Keeping his foot steady on the gas pedal, Zack signaled and changed lanes, squinting through his sunglasses as the setting sun emerged from beneath a cloud, piercing the sky with low rays. Glancing once again in the rearview mirror, he watched as the nondescript black sedan did the same.
“The same car has stayed exactly four car-lengths back almost the entire time we’ve been driving. We picked him up shortly after we left Sierra and Sean’s. I’ve taken a few weird turns, and he’s still four cars back. It’s not a coincidence. He’s definitely following us.”
“What do we do?” He heard her swallow even over the hip-hop playing quietly through the SUV’s speakers.
He shook his head. “Nothing. We let him follow.”
She shifted in her seat, her fingers now wrapped around the shoulder strap of her seat belt. “You’re not going to try to lose him or something?”

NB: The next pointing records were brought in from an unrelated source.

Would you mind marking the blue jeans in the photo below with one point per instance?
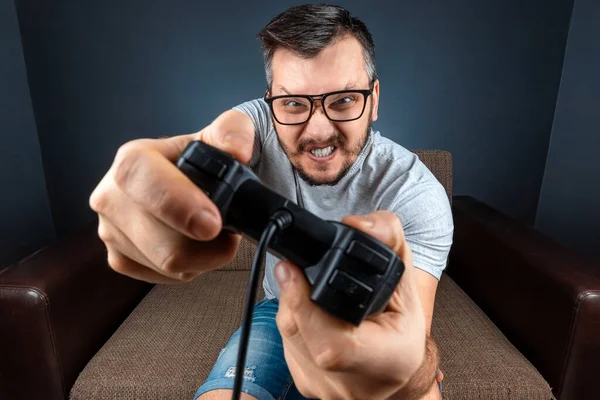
(266, 375)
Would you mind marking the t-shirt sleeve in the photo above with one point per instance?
(426, 217)
(258, 110)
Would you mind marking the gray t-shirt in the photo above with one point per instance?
(385, 176)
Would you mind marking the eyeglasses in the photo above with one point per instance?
(338, 106)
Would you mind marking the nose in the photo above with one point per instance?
(318, 125)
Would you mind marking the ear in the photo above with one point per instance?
(375, 95)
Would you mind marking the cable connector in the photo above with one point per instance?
(282, 218)
(279, 220)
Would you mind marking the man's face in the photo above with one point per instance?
(308, 146)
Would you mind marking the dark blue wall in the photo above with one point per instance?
(570, 197)
(478, 78)
(25, 219)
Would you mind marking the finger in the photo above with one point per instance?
(384, 226)
(328, 339)
(145, 177)
(113, 236)
(126, 266)
(161, 247)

“No. It would tip him off that I’ve noticed we’re being followed, which in turn would reveal a lot more than we want to. We have to act like everything’s normal. I’m a fighter heading to the gym to train, and you’re coming with me to watch. We can’t give anything away.”
She sighed, nodding slightly. “Right. Of course. God, I am so out of my depth here. My first instinct would’ve been to hit the gas and get the hell away from him.”